The fallout from a massive investment loss at JPMorgan Chase continued to spread Wednesday, as shareholders filed lawsuits against the bank and members of Congress used the incident to defend strong bank regulation – or to promote more of it.

Investors filed two lawsuits against the firm, alleging that the firm took undue risks and made misreprentations to shareholders prior to last week, when the firm announced the losses. Chief executive officer Jamie Dimon called the trading errors "egregious" and the losses "self-inflicted."

In Congress, lawmakers used a hearing on bank regulation to raise concerns about the JPMorgan investments that went awry. Some lawmakers argued for breaking up the largest banks, which include JPMorgan. 

And Sen. Bernie Sanders (I) of Vermont called for new legislation to remove conflicts of interest between regulators and Wall Street banks. Two-thirds of the Federal Reserve's regional-bank board members are appointed by the banking industry, Senator Sanders noted in a letter to his fellow lawmakers. Mr. Dimon is now serving as a director of the Federal Reserve Bank of New York.

All these developments are signs that, more than three years after a financial crisis plunged America into a deep recession, the question of how to maintain a healthy bank system is still a hot one – and that industry's risks remain at least partially untamed by new laws or managerial self-discipline.

Even before the loss made headlines, congressional hearings were under way on how to implement the Dodd-Frank banking reforms of 2010, and whether additional changes should be made to financial-system oversight. 

Among the important questions being considered:

  • How to implement the so-called "Volcker rule" in Dodd-Frank to limit banks' investment activity.
  • Whether to break up large banks – a legislative long shot, supported by some lawmakers.
  • Whether some broader constraints on financial risk are needed.

Now, the JPMorgan loss has colored all these conversations, with both sides employing it for their arguments. 

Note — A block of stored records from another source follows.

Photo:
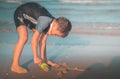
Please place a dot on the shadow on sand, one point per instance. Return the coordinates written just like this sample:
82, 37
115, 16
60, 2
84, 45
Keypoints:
99, 71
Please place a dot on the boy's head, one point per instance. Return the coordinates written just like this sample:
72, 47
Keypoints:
61, 27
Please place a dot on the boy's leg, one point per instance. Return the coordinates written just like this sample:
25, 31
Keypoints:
34, 43
23, 36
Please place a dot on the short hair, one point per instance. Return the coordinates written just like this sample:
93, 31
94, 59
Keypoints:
64, 25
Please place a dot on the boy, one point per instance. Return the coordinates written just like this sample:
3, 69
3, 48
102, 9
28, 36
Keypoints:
42, 23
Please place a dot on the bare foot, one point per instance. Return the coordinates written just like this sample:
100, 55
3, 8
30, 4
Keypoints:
37, 60
18, 69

Sen. Bob Corker (R) of Tennessee last Friday urged the Senate Banking Committee to hold a hearing on what the debacle implies for bank-system soundness. JPMorgan's loss arose from credit-derivative bets on European corporate debt, involving a trader who became known in credit markets as the "London Whale." 

Rep. Ed Royce (R) of California on Wednesday used the JPMorgan affair to defend a post-crisis boost in the capital cushion that big banks are required to hold – a shift that some critics have said is harming economic growth. "I hope that recent incidents put that argument at rest," Congressman Royce said at a House Financial Services Committee hearing, eliciting agreement from one of the regulators testifying.

At the same hearing, Rep. Brad Miller (D) of North Carolina said the JPMorgan loss was evidence of the need for a tougher regulatory regime than Dodd-Frank has imposed so far. "What sense does it make to create banks this big?" he asked. "And they're actually even bigger now than they were before.... Why not have smaller banks?"

The JPMorgan losses could also come up at a hearing on derivatives regulation, set for the Senate Banking Committee on May 22.

Although massive, the loss doesn't put JPMorgan or the US banking system at any immediate risk. But it served as an alarm bell, given that the bank and its CEO had cultivated a sterling reputation. Dimon had been Wall Street's lead spokesman for the idea that Congress should take a lighter regulatory approach to the industry.

The loss is a reminder that smart people, in sophisticated transactions, can sometimes go wildly wrong. If a large number of firms do this simultaneously, as occurred with investments related to the housing market prior to 2008, the whole financial system can be at risk.

In an election-year, the politicking is sure to spread beyond congressional hearings.

It's an issue in the presidential race, where Republican Mitt Romney has been raking in donations from Wall Street, while remaining largely silent about bank regulation. And it figures prominently the Massachusetts Senate race in which Democrat Elizabeth Warren is seeking to oust Sen. Scott Brown (R).

The voting public didn't like the bank bailouts crafted by the Bush and Obama administrations in 2008 and 2009. But they were crucial in avoiding an even more precipitous economic collapse, say many economists.  

"When banks can't lend,... the economy doesn't do very well," Northern Trust chief economist Paul Kasriel explained in an interview before his retirement last month. Mr. Kasriel suggests that a bank-credit revival was vital during the Depression, and has been the vital again since 2008.

The Federal Deposit Insurance Corp. reports that US banks, although still facing challenges, are much stronger now than they were a couple of years ago. After sharply tightening the flow of credit during the recession, banks have have begun to ease a bit on loan conditions.

The challenge, which policymakers know but haven't fully solved, is how to maintain a banking system that is both vibrant and safe – not allowing implicit government backstops to become licenses for risky behavior by bankers.

One such backstop contained in the Dodd-Frank law is the designation of the biggest banks as "systemically important," which some lawmakers see as confirmation that those banks will be bailed out should they get in trouble again.